Keywords: Biochar catalysts, Hydrogen production, Surface activation, Catalytic efficiency, Renewable energy
Introduction
The role of hydrogen in the energy landscape
Hydrogen is increasingly recognized as a strategic energy carrier in the global transition toward low-carbon systems, with applications spanning industry, transport, power generation, and chemical synthesis [1-3]. According to the International Energy Agency [178], global hydrogen demand reached approximately 95
million tonnes in 2023, yet over 95% of production remains fossil-based, generating nearly 900 million tonnes of CO₂ annually. Achieving net-zero emissions by 2050 will require rapid expansion of low-carbon hydrogen to an estimated 500 - 600 million tonnes per year, alongside advances in renewable integration, electrolyzer performance, and carbon management technologies.

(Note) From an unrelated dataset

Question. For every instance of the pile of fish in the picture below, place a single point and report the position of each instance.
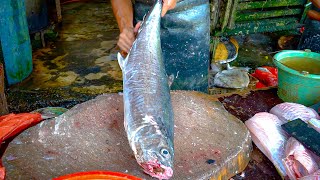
(288, 155)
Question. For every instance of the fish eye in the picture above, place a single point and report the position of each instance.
(164, 152)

Currently, steam methane reforming (SMR) dominates global hydrogen supply, accounting for the majority of production but emitting substantial CO₂. Mitigation strategies such as carbon capture (“blue hydrogen”) and methane pyrolysis reduce emissions to varying degrees; however, these approaches remain dependent on fossil feedstocks and involve additional cost or infrastructure requirements. Although green hydrogen via renewable-powered electrolysis is widely promoted, high capital costs and system integration challenges continue to limit large-scale deployment.
These constraints highlight the need for alternative catalytic systems that are sustainable, economically viable, and compatible with biomass valorization. Biochar-based catalysts derived from agricultural and forestry residues offer renewable carbon frameworks with tunable porosity and surface functionality. When modified with transition metals such as Ni or Fe, biochar can serve as an efficient and low-cost platform for reforming and gasification processes. By coupling waste biomass utilization with hydrogen production, this approach addresses both catalytic performance and circular bioeconomy objectives, positioning biochar as a promising material in the development of scalable, low-carbon hydrogen technologies.

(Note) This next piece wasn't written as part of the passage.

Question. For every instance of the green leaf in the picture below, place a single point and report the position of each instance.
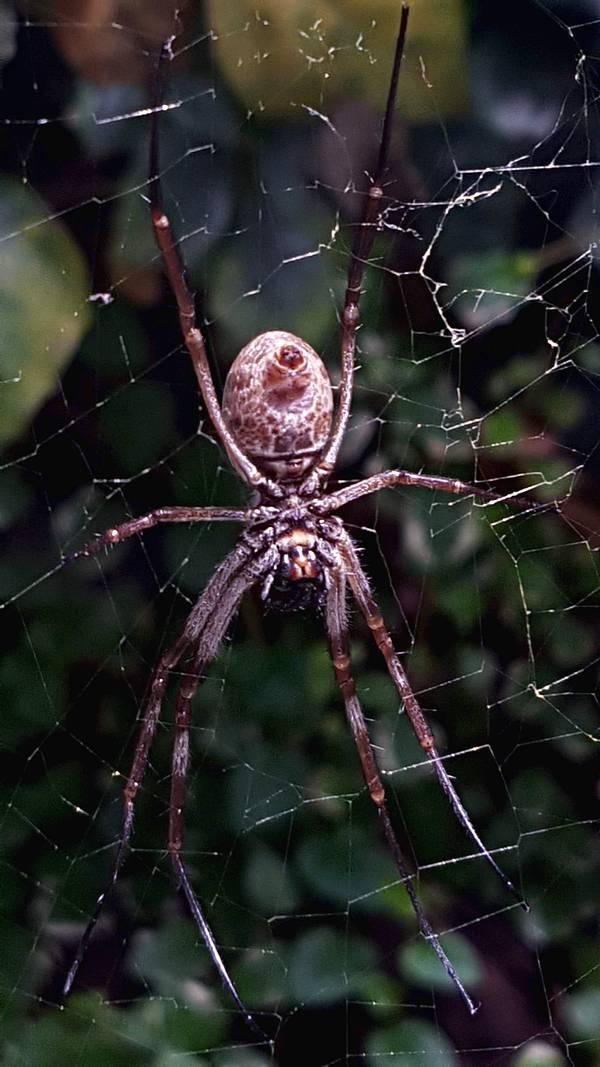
(44, 308)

Challenges in current catalytic methods
Catalysts are indispensable in facilitating hydrogen production by enhancing reaction rates, selectivity, and overall process efficiency. However, conventional catalytic systems are not without limitations. Across environmental and energy applications, catalytic methods encounter persistent challenges such as limited understanding of surface chemistry, low stability under harsh operating conditions, and difficulties in emissions control catalysis [10].
In particular, nickel-based catalysts, though widely used due to their affordability and availability, suffer from coke deposition, active site sintering, and sensitivity to sulfur and chlorine impurities, leading to rapid deactivation. Meanwhile, noble metal catalysts such as platinum (Pt), palladium (Pd), and ruthenium (Ru) exhibit superior activity and resistance to coking but remain economically unfeasible for large-scale deployment due to their high cost and limited reserves. These challenges have spurred the exploration of alternative catalytic materials that are cost-effective, efficient, and environmentally benign.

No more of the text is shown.